竹井英久の 思案あれこれ (11) 対面営業とネット手続き
住宅新報 2022年6月21日 号 7面

売買契約でもIT重説が本格運用になり、不動産業のデジタル化の第一歩が踏み出された。最終的に目指すところは、ネット完結取引なのだろうか。遠隔地居住者の不動産取引、投資用不動産取引、賃貸契約などはネット完結に向いているが、居住用住宅の取得に関しては不動産初心者も多く、宅建士による対面説明と現地確認は重要な顧客サービスであることに変わりはない。物件と顧客の特性に応じて使い分け、リスク管理をしていくことになりそうだ。むしろ宅建士の対面営業以外の手続きの合理化にもっとネットを活用して取り組みたい。
日本型のシステムを
一度でも中古住宅取引をした消費者は、どうして売主・買主が同席して契約したり、銀行手続きの無駄な時間を過ごすだけの残金に立ち会わねばならないのか疑問に思う。

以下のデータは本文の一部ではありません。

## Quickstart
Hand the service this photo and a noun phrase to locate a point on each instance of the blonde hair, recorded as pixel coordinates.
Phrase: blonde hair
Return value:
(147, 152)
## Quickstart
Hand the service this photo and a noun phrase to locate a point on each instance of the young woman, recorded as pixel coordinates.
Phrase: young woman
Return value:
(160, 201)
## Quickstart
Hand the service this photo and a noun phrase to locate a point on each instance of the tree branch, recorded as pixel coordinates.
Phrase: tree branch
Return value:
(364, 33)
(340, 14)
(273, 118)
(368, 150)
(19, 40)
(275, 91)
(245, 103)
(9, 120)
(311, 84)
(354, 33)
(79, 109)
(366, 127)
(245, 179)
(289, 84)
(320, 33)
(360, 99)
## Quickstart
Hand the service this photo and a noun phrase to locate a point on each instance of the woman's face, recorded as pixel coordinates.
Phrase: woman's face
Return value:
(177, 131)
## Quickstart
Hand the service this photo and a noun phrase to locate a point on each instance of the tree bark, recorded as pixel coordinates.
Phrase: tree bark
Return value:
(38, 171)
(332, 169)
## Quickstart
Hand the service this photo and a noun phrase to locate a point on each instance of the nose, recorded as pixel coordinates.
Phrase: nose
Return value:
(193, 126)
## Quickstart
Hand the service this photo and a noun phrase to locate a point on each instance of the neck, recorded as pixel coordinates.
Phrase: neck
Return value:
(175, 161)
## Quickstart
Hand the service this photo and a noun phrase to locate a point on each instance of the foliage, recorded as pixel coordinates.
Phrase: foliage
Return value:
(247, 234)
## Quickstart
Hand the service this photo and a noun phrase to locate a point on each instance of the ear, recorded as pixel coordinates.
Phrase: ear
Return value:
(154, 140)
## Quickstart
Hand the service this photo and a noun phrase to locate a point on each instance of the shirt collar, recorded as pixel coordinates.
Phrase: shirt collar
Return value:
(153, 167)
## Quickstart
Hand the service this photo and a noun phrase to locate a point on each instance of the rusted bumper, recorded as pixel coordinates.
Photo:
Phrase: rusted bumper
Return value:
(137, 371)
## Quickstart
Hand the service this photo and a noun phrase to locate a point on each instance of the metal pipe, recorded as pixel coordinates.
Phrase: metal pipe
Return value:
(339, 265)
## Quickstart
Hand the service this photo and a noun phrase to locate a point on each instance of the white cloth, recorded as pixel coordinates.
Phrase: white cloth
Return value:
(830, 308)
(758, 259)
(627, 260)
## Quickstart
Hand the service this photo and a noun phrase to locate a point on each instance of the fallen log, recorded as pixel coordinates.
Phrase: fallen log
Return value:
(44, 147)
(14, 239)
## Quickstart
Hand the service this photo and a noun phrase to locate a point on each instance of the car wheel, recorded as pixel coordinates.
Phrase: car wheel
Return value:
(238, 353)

担当の宅建士を通した条件のツメが終われば、相手方と非対面で契約押印・必要書類・資金の準備をするが、あとはネット上での確認入力だけで、ネット送金・登記手続き等をセットにして任せられたら、どんなに楽かというのが本音だろう。これを実現するには、いわゆるエスクローの導入が必要になるが、IT技術を活用した日本型のシステムを開発して利便性の飛躍的向上を図れるのではないか。売主・買主の取引に立ち会うのが仲介業者という現金取引時代の手続きをネット時代に合わせ、なおかつ情報書面化の徹底を図ることは重要だ。